Imaging Seminar: Generalized locality for lightweight, robust AI-driven imaging
The seminar is jointly organised with IEM.
It will be followed by a lunch.
Abstract:
Deep learning enables imaging with less data, worse signal-to-noise ratio, and at higher speed and resolution than any prior technology. Yet, while its impact on the "downstream pipeline"—image enhancement, denoising, segmentation, interpretation, ...—has clearly been transformative, its full potential in recovering images from raw data in a way that fully leverages both physics and data remains, I believe, under-realized. Important imaging-driven scientific and medical applications are still often driven by traditional reconstruction, partly because deep nets are biased by training data and prone to hallucination. Compounding this are convenience assumptions about data and physics that don’t always align with the messy reality. In this talk, I’ll offer a subjective view of where deep learning stands in image reconstruction and outline ways to navigate some of the challenges. Drawing on work from my collaborators and myself, I’ll discuss how to build and train deep nets with desirable inductive biases which adapt to incomplete information about the forward models. We’ll explore how "localized" networks can act as effective priors, and how generalizing the notion of locality to the transform domain leads to lightweight deep reconstructors resilient to distribution shifts. These ideas impact both applications—notably memory-limited 3D imaging, including cryo-ET— and theory, through exciting connections with geometric machine learning and microlocal analysis.
Bio:
Ivan Dokmanić is an Associate Professor in the Department of Mathematics and Computer Science at the University of Basel, Switzerland.
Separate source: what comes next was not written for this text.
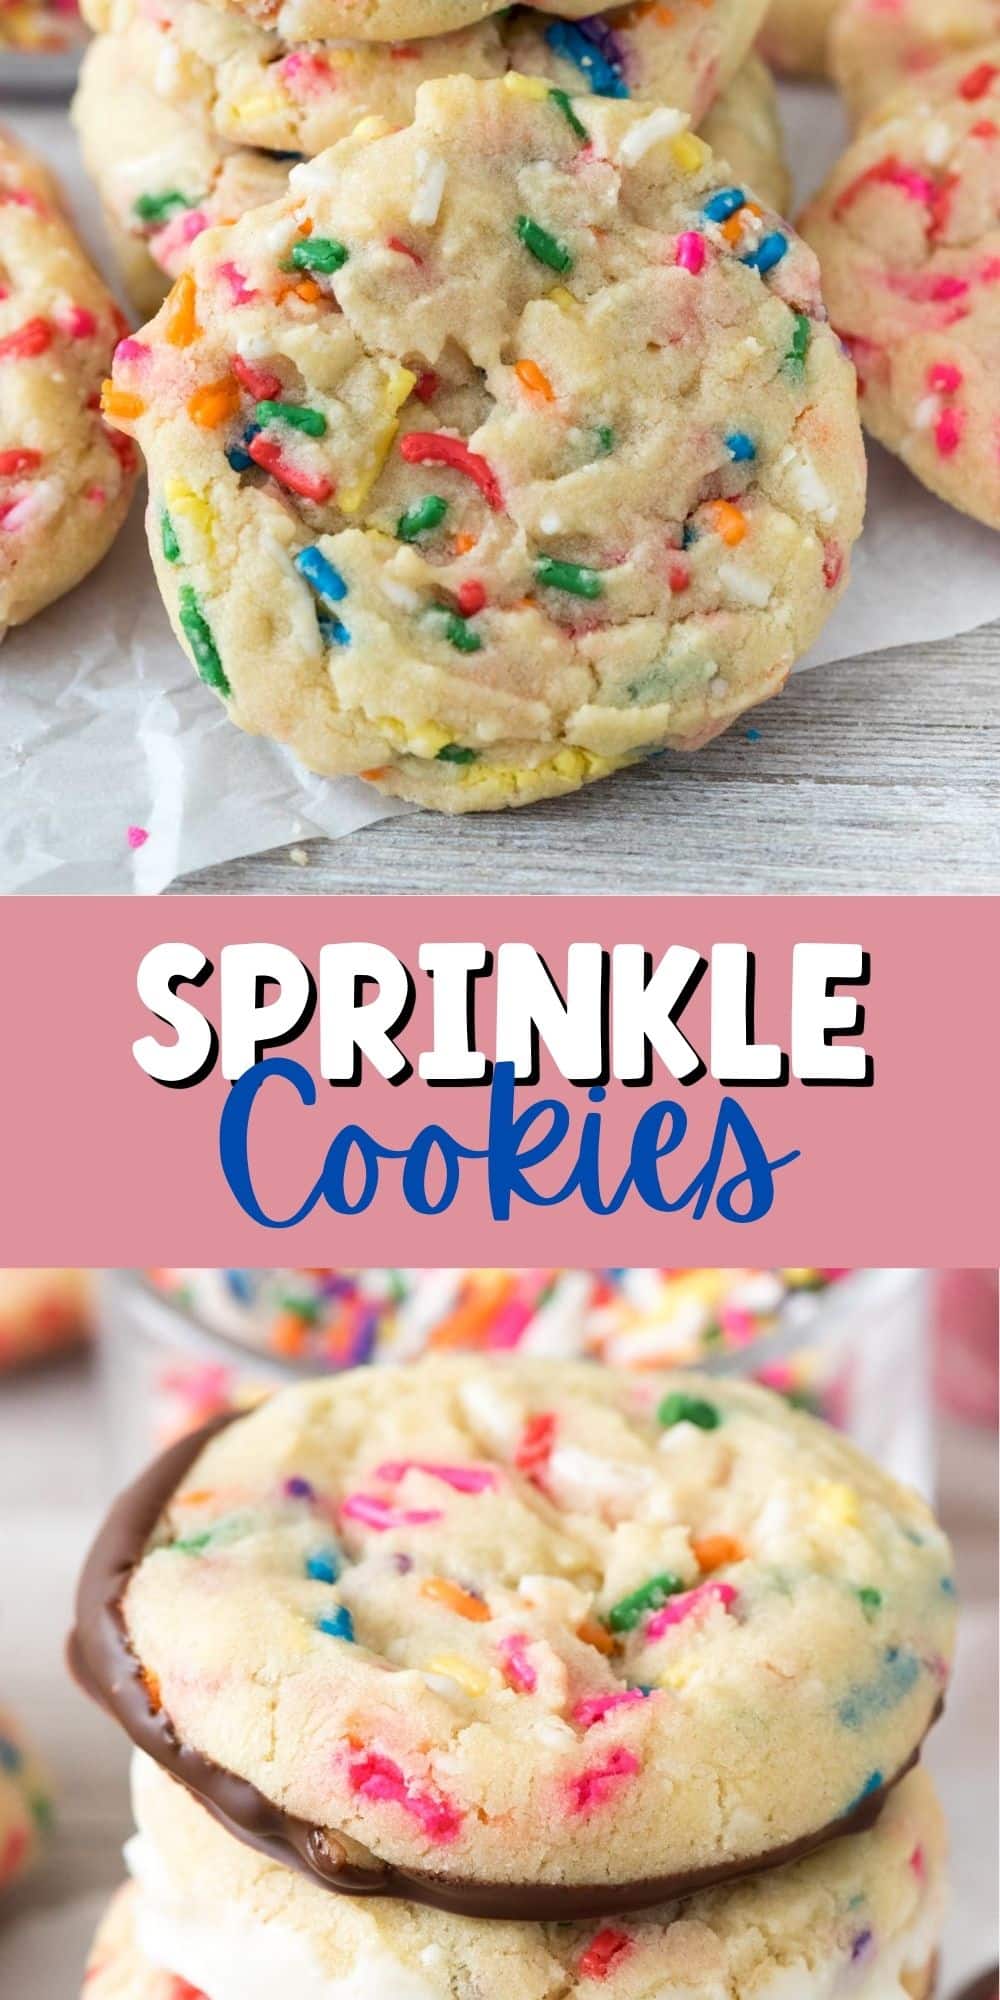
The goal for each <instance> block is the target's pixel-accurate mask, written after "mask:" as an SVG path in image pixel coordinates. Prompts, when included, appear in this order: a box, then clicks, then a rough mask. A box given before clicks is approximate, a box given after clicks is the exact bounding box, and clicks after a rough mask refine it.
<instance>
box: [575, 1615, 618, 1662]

From 2016 to 2019 he was an Assistant Professor in the Coordinated Science Laboratory at the University of Illinois at Urbana-Champaign, where he now holds an adjunct appointment. He received a diploma in electrical engineering from the University of Zagreb in 2007, a PhD in computer science from EPFL in 2015, and did a postdoc at Institut Langevin and Ecole Normale Supérieure in Paris between 2015 and 2016. Before that he was a teaching assistant at the University of Zagreb, a codec developer for MainConcept AG, Aachen, and a digital audio effects designer for Little Endian Ltd., Zagreb. His research interests lie between inverse problems, machine learning, and signal processing. He received the Best Student Paper Award at ICASSP 2011, a Google PhD Fellowship, an EPFL Outstanding Doctoral Thesis Award and a Google Faculty Research Award. In 2019 the European Research Council (ERC) awarded him a Starting Grant.